The cast of the Oscar-favorite film, "Home for Purim."
"For Your Consideration" -- Christopher Guest is blessed with the finest comedic stock company since the heyday of Preston Sturges. Guest, Catherine O'Hara (Goddess of Funny), Eugene Levy, Michael McKean, Harry Shearer, Parker Posey, Jennifer Coolidge, Jane Lynch, John Michael Higgins, Bob Balaban, Ed Begley Jr., Michael Hitchcock, Paul Dooley, Jim Piddock, Larry Miller.... I get a thrill just seeing them share screen space in various combinations (and this time they've added Ricky Gervais and Sandra Oh to the mix). Every few years when they get together (the last time they were together was "A Mighty Wind" in 2003), it's like seeing old friends for whom you will always harbor a deep and abiding affection. Here's hoping they keep reuniting for many movies to come.
In "FYC," the subject isn't so much the movie industry (Guest already made the best American dissection of the contemporary film business back in 1989 with "The Big Picture") as the awards and publicity industry. We join a film in production -- a kind of kosher Tennessee Williams melodrama about a Jewish family in the South during the war, called "Home for Purim." Somebody on the web (or the "World Wide Internet" as the typically clueless HollyLuddites call it) claims the lead actress (played by O'Hara), an '80s sitcom star who's been virtually forgotten by the public and the industry, may be giving an "Oscar-worthy" performance, and a rumor is born that (as in "The Big Picture") takes on a life of its own.
Agents, publicists, EPK (Electronic Press Kit) interviewers, TV entertainment reporters -- everybody jumps on the bandwagon and rides it through "awards season." The simple truth behind the story is that movies are no longer made and then marketed; the marketing starts long before the picture is made, and continues unabated throughout the process, from script to soundstage to theater to DVD.
Guest's movies are always about people's unfulfilled fantasies and expectations -- including the way people strive desperately (and pathetically) to live up to their own idealized vision of themselves. There's nothing funnier, because there's so much pain mixed with the humor. As Homer Simpson has said, observing a man getting hit in the crotch: "It's funny because it's true." (Followed by: "It's funny because I don't know him" -- although you definitely know the characters in a Guest movie.)
On the Guest Scale (with "Waiting For Guffman" probably the funniest), I'd rank "For Your Consideration" a little ahead of "A Mighty Wind" strictly for laughs, although the previous movie was conceived as a gentler character comedy to begin with. And now I'd like to point out that, except for the title of the movie in production and the Internet gag, I gave away virtually no jokes at all.
"Red Road" -- The windows in James Stewart's apartment building in "Rear Window" were little screens through which he glimpsed other people's lives.

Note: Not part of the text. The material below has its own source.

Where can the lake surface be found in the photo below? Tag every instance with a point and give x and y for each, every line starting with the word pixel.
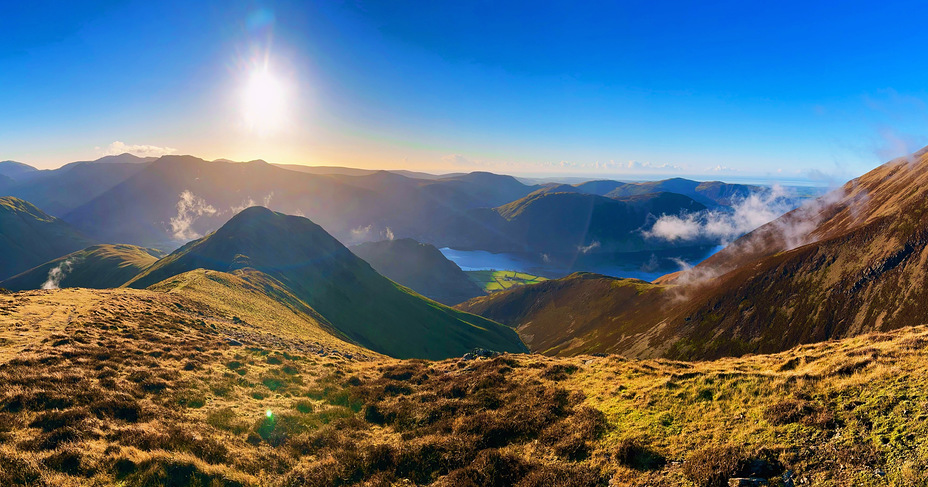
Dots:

The danger for any voyeur comes when he or she passes through those little screens and intervenes in the lives behind them -- as when he sends Grace Kelly across the way to look in on peculiar developments in the apartment of Raymond Burr.
In "Red Road," a fine and disturbing thriller set in Glasgow, a woman who works as a security monitor for City Eye Control faces a bank of video screens, each of them representing a feed from a security camera. While looking for crimes in progress or people in distress, Jackie (Kate Dickie) also amuses herself observing privileged moments -- a man walking his dog, a woman dancing on the job. But there's something sad and alienating about her occupation; it mirrors her isolation from everyone on the other side of the screen.
At work, the cameras are steady and under Jackie's control. She can zoom in or out, pan and tilt as she likes. But once she's out in "reality," the film's writer-director, Andrea Arnold, uses a camera that is unsteady and uncertain. And then Jackie spies someone she fears she recognizes, and begins to insert herself into his life for reasons that don't become clear for some time. Slowly, like a zoom out from the pixels on a TV screen, the picture takes shape and comes into sharper focus -- "Blow Up" in reverse.
This is the first film in a three-picture Lars Von Trier-instigated project that will use the same nine actors playing the same characters in films by different directors. I suggest you get in on the ground floor.